La scuola nell’era della tecnica

Non credo sia una novità sostenere che la scuola – intesa nel suo ciclo dalle elementari alla scuola superiore – sia da anni incapace di evolversi e adattarsi al mondo che cambia. Anzi, si ha l’impressione che vi sia quasi un disegno ministeriale che voglia adattare la scuola alla sua nuova funzione: creare degli abili funzionari da inserire nella grande macchina produttiva e negli apparati amministrativi in tutte le sue declinazioni. Vediamo perché. La società moderna può essere letta come il progressivo sviluppo di apparati tecnico-amministrativi burocratici per gestire la complessità di un mondo che si è globalizzato a partire dagli anni ’90 con la rivoluzione informatica, con la nascita dell’unione europea e la conseguente proliferazione di organismi, rappresentanze, leggi, regolamenti, istituzioni e, non ultimo, con il mutamento della geo-politica dove si sono frantumati i due blocchi di potere – ma anche ideologici (liberalismo e comunismo) che hanno tenuto insieme per anni il dibattito, il discorso politico e con sé anche l’identità e l’appartenenza di milioni di persone. Oggi, come si può vedere dalle guerre in atto si sta riformulando un ordine mondiale differente dove non solo i BRICS (Brasile, Russia, India, Cina e Sud Arica) occupano un posto centrale nella distribuzione del potere e della ricchezza, bensì molti altri paesi emergenti stanno ridefinendo gli equilibri del mondo in cui gli USA e la sua protetta Europa sono via via meno influenti e protagonisti degli equilibri militari ed economici.
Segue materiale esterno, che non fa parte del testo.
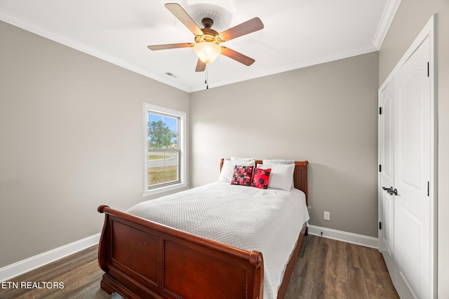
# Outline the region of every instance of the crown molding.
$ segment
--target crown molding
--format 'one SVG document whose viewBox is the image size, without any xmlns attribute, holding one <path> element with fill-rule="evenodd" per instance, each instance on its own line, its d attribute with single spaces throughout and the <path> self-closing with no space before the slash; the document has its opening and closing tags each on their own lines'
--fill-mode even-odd
<svg viewBox="0 0 449 299">
<path fill-rule="evenodd" d="M 377 50 L 380 49 L 382 43 L 384 42 L 384 39 L 387 36 L 400 4 L 401 0 L 388 0 L 387 1 L 384 13 L 380 18 L 380 22 L 379 22 L 377 31 L 373 39 L 373 44 Z"/>
</svg>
Che cosa ci aspetteremmo dalla scuola quindi? Che aiuti i ragazzi a decifrare il mondo, comprenderne le logiche e analizzarne l’evoluzione per poter da una parte, essere protagonisti del cambiamento (in qualche modo, se possibile) e dall’altra parte, per poterlo decifrare al meglio e poter fare scelte sul loro futuro lavorativo. Invece la scuola fa esattamente il contrario: prepara gli studenti ad entrare nella macchina tecnica che ha sviluppato una tale complessità da aver bisogno di forti competenze tecniche (informatiche, scientifiche, linguistiche, ingegnieristiche, economiche e finanziarie). La scuola è funzionale agli apparati tecnici perché deve sfornare abili operatori in grado di farla funzionare: questa è la sua nuova funzione.
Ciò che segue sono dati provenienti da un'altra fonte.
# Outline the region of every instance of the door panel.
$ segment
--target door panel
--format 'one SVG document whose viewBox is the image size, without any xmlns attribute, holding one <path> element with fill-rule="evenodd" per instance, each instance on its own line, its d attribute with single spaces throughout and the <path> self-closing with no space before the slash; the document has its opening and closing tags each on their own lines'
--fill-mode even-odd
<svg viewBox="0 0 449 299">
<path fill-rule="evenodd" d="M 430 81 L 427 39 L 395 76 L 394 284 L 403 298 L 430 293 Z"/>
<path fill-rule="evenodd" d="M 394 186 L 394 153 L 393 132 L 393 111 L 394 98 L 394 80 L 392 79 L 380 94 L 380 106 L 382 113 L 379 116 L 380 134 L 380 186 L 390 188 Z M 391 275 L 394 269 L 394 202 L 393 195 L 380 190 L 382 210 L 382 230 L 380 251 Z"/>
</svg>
Eppure un tempo la scuola doveva essere il luogo di formazione della consapevolezza, dove si coltivava lo spirito critico, dove si aveva la libertà di non essere dipendenti da nulla e da nessuno per poter esercitare il pensiero libero svincolati da interessi di parte. Un luogo privilegiato dove si studiava la storia e la filosofia per osservare il mondo dall’alto dell’esercizio intellettuale e potersi formare opinioni e costruire la propria visione del mondo.
Oggi viene avanti l’esigenza pressante di conoscere le scienze, le lingue, la matematica, l’economia aziendale (non politica), e le materie umanistiche restano come un retaggio obbligatorio che scadono via via nel nostalgico se non – nella percezione degli studenti – nell’inutile. Ha vinto il sistema produttivo con le sue pressanti esigenze, ha vinto il sistema economico liberista che ha chiesto al mercato di ri-organizzare la società che dopo la seconda guerra ha avuto uno sviluppo sociale di grande respiro fornendo un welfare state e aumentando i diritti delle persone e dei lavoratori, diritti che oggi vengono via via distrutti come il diritto alla salute, allo studio, allo sciopero, chiusi in questa fase miope di regressione nazionalista e autoritaria.
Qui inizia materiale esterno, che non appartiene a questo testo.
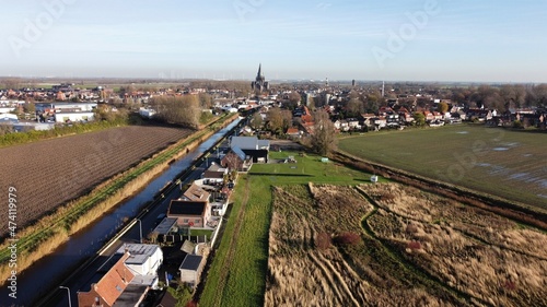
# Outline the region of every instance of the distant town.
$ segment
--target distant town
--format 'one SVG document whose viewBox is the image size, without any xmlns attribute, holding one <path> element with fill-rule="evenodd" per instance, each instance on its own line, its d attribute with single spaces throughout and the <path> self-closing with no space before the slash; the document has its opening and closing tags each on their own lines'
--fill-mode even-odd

Avremmo bisogno di giovani pensanti, capaci di protestare, arrabbiarsi, prendere posizione di fronte ai fallimenti della politica o delle politiche nazionali ed europee con l’autonomia del loro pensiero critico costruito negli anni belli della libertà di studiare e non avere obblighi di fare altro. Ma questo non sta avvenendo. La scuola è un luogo vecchio che odora di muffa e dove i ragazzi, socializzati alla velocità dei megabite della rete subiscono lezioni frontali giurassiche sperando che l’ora termini il prima possibile. Interrogateli e chiedete loro se hanno entusiasmo per l’apprendimento, curiosità sul mondo e se gli insegnanti sono in grado di suscitare curiosità ed entusiasmo nel decifrare la complessità dell’oggi. La maggioranza vi risponderà che la scuola è inutile ma obbligatoria e che non aspettano latro che finisca per andare a laurearsi da qualche parte. Quello che piace a loro della scuola è lo stare insieme, vivere la socialità, le prime relazioni, il gioco, lo sport e il divertimento, non l’apprendimento.
Ma perché la scuola non vuole evolversi? La risposta è scritta qui sopra, perché è funzionale a creare funzionari  bête et discipliné (stupidi e disciplinati) e in questo sta avendo il suo più grande successo!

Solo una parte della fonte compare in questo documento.